This work presents the design and development of a cost-effective and effective Dual Axis Solar Tracker system based on the ATmega32 microcontroller. Unlike conventional fixed or single-axis trackers, the dual-axis tracker maximizes the collection of solar energy by tilting the panel in the azimuth (horizontal) and elevation (vertical) axes. Four Light Dependent Resistors (LDRs) arranged in a quadrant are utilized to calculate the direction of maximum sunlight. Based on the analog input from the sensors, the ATmega32 compares and processes light intensities to generate PWM signals that drive two servo motors that are used for real-time panel positioning. A comparative study with a fixed panel under the same conditions indicates a 20–35% increase in energy output. This paper stresses the feasibility of constructing an intelligent, autonomous sun tracking solution utilizing low-cost elements, showing much promise for household, business, and rural electrification systems.
Introduction
The growing environmental concerns and depletion of fossil fuels have accelerated the demand for sustainable energy solutions, with solar energy being a leading eco-friendly option. The efficiency of solar panels significantly depends on their orientation relative to the sun. Fixed panels are simple but inefficient, as they cannot adjust to the sun's movement. Solar tracking systems improve energy capture by adjusting panel angles throughout the day.
Single-axis trackers follow the sun’s east-west movement but neglect seasonal vertical changes. Dual-axis trackers, however, adjust both azimuth (horizontal) and elevation (vertical) angles, maintaining optimal perpendicular alignment to the sun and enhancing energy efficiency.
This paper presents a cost-effective dual-axis solar tracker based on the ATmega32 microcontroller. The system uses four Light Dependent Resistors (LDRs) arranged in a cross to sense light intensity from different directions. The microcontroller processes this data and controls two servo motors via Pulse Width Modulation (PWM) to align the panel dynamically.

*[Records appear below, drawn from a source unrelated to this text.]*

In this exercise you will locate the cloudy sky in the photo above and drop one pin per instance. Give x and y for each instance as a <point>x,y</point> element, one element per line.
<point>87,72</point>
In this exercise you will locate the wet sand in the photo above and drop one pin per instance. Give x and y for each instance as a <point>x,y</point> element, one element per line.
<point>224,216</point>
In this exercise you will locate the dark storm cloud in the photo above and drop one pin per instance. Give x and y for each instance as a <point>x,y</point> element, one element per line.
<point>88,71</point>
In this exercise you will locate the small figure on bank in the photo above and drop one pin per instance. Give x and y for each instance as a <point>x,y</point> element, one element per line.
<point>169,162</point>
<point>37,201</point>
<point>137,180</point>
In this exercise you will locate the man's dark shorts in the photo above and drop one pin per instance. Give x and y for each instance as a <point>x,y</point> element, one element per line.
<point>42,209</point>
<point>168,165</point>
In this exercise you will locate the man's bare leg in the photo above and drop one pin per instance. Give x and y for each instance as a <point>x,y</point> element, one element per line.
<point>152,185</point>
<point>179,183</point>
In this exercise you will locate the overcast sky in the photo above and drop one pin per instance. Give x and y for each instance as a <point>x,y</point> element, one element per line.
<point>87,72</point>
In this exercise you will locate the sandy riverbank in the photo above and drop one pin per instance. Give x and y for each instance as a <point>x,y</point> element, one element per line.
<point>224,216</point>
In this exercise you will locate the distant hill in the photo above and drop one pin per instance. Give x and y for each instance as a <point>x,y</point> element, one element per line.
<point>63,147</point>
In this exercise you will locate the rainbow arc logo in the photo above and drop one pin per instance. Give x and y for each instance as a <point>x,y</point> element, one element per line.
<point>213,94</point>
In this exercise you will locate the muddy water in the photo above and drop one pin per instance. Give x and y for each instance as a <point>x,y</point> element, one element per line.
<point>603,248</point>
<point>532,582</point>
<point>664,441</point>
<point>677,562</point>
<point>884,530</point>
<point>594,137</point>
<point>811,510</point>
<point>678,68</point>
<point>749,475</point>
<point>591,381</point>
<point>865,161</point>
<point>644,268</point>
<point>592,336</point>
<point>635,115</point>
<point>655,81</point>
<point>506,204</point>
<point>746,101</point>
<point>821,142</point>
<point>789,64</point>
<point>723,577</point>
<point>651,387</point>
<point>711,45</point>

Previous works showed improvements but had limitations like single-axis tracking, lack of vertical alignment, and no real-time monitoring. This project addresses these by implementing a closed-loop control system with real-time analog sensing, scalable design, and potential IoT integration.
The hardware includes the ATmega32 microcontroller, LDR sensors, two servo motors for azimuth and elevation control, and a regulated power supply. The software, programmed in embedded C, reads sensor inputs via ADC, compares intensities, and commands servo movement accordingly.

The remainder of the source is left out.